Officials say there were close to 400 deaths in the past week.
    A third U.S. missionary infected with Ebola, Dr. Rick Sacra
of Boston, is flown out of Liberia for treatment at the Nebraska
Medical Center in Omaha.
    Sept. 5: WHO puts Ebola deaths in West Africa at more than
2,100 out of about 4,000 people thought to have been infected.
    The European Union pledges 140 million euros (US$180
million) toward the anti-Ebola campaign.
    Sept. 6: Scientists publish map of places most at risk of an
Ebola outbreak, saying regions likely to be home to animals
harboring the virus are more widespread than previously feared,
particularly in West Africa. (To see the map, click on
    Sept. 7: President Barack Obama says in an interview the
United States needs to do more to help control Ebola to prevent
it from becoming a global crisis that could threaten Americans.
    Sept. 8: Britain says it will send military and humanitarian
experts to Sierra Leone to set up a treatment center, while the
United States says it will send a 25-bed military field hospital
to Liberia to care for health workers.
    A fourth Ebola patient will be flown to the United States
for treatment, says Atlanta's Emory University Hospital.
    Sept. 9: WHO says the death toll jumped by almost 200 in a
single day to at least 2,296 and is already likely to be higher.

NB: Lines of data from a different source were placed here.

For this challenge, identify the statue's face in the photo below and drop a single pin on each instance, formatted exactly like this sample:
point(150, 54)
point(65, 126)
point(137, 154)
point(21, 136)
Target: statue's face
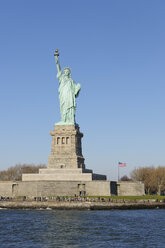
point(66, 72)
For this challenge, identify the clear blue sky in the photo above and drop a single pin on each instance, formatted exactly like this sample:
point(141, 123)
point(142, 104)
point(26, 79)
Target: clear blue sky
point(116, 50)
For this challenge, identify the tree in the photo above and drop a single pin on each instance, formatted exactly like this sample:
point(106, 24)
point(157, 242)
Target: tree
point(14, 173)
point(153, 178)
point(125, 178)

WHO says it has recorded 4,293 cases in five West African
countries, but it did not have new figures for Liberia.
    Sept. 10: Bill & Melinda Gates Foundation pledges $50
million to support emergency efforts to contain the disease. 
    Sept. 11: Doctors treating Sacra at University of Nebraska
Medical Center say he is showing "remarkable improvement" after
receiving an infusion of plasma from U.S. Ebola survivor Brantly
and an undisclosed experimental drug.
    Sept. 12: WHO says new Ebola cases in West Africa are
growing faster than authorities can manage them and renews call
for healthcare workers from around the world to go to region.

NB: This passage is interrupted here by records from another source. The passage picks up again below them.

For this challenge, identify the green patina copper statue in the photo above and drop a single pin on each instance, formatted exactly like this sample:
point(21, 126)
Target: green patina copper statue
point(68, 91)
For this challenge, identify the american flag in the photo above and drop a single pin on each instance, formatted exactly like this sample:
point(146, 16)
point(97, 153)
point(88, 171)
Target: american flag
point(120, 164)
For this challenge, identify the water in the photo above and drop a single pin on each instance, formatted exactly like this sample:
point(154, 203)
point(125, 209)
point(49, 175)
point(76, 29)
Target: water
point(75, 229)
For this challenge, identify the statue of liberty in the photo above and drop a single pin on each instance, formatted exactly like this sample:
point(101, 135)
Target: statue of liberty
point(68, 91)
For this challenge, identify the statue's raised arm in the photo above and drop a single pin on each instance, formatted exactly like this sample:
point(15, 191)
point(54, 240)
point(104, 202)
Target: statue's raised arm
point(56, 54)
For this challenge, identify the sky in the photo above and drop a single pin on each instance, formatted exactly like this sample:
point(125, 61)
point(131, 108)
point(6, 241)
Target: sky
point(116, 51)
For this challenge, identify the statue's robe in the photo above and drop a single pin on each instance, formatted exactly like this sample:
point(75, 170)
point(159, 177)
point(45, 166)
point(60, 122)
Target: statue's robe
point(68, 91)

    Sept. 13: Liberian President Ellen Johnson Sirleaf appeals
to Obama for urgent aid in tackling Ebola, saying that without
it her country will lose the fight against the disease.

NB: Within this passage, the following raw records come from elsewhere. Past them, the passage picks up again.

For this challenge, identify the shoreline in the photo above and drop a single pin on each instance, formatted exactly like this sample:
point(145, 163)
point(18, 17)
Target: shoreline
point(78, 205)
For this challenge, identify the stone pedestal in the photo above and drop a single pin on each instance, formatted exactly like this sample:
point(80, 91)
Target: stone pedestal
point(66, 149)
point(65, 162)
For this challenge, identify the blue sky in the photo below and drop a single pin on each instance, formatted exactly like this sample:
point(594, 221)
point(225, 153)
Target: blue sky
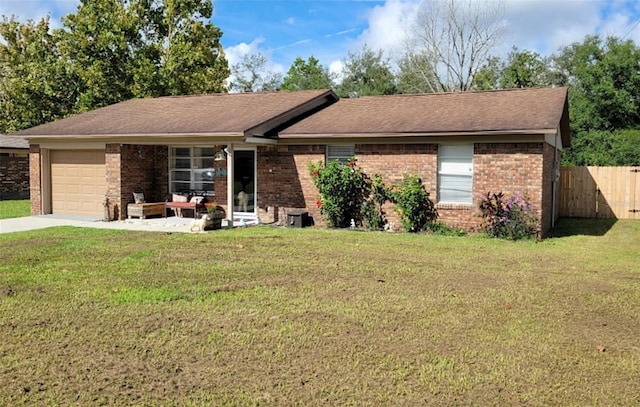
point(330, 29)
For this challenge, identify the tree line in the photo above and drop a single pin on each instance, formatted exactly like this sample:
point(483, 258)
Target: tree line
point(114, 50)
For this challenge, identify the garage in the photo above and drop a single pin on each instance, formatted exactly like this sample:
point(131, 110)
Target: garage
point(78, 182)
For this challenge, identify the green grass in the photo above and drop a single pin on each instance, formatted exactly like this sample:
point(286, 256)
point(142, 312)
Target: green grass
point(267, 316)
point(14, 209)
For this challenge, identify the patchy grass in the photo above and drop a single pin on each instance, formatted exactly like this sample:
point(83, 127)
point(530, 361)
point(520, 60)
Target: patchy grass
point(265, 316)
point(15, 209)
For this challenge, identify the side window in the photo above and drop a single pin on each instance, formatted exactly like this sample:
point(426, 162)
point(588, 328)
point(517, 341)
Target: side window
point(455, 173)
point(340, 153)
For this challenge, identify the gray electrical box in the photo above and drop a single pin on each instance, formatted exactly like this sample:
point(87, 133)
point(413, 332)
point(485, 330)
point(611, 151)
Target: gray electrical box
point(298, 219)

    Sept. 14: Johnson Sirleaf's office says she has dismissed 10
senior officials because they failed to heed a warning to return
from overseas to help the government's fight against Ebola.
    Sept. 15: Ghana's President John Dramani Mahama calls for
the easing of restrictions on West African nations fighting
Ebola, saying "panic" measures have led to isolation and
undermined the battle against the disease.
    Sept. 16: The United States promises to send 3,000 military
engineers and medical personnel to West Africa to build
treatment clinics and train healthcare workers to halt the
spread of the disease.
    A senior WHO official says Ebola has killed 2,461 people,
about half of the 4,985 people infected, a doubling of the death
toll in the past month.
    Sept. 17: Johnson Sirleaf says she hopes Obama's decision to
send troops to West Africa to battle the epidemic will spur
other countries to help.
    MSF says a French nurse volunteering for the medical charity
in Liberia has Ebola. It says seven of its local staff have the
disease, and three of them have died.
    U.S. House of Representatives approves $88 million to help
fight the outbreak.
    Sept. 18: The WHO updates its tally of Ebola's toll: 2,630
dead out of 5,357 infected.
    Eight bodies, including those of three journalists, are
found after an attack on a team trying to educate local people
in a remote region of Guinea about Ebola, the government says.
    The United Nations says it will create a special mission to
combat Ebola, deploying staff in Liberia, Guinea and Sierra
Leone. U.N. Security Council adopts a U.S.-drafted resolution
calling on countries to lift travel and border restrictions.
    French President Francois Hollande says a military hospital
will be deployed in the Forest Region of southeastern Guinea,
where the virus was first detected in March.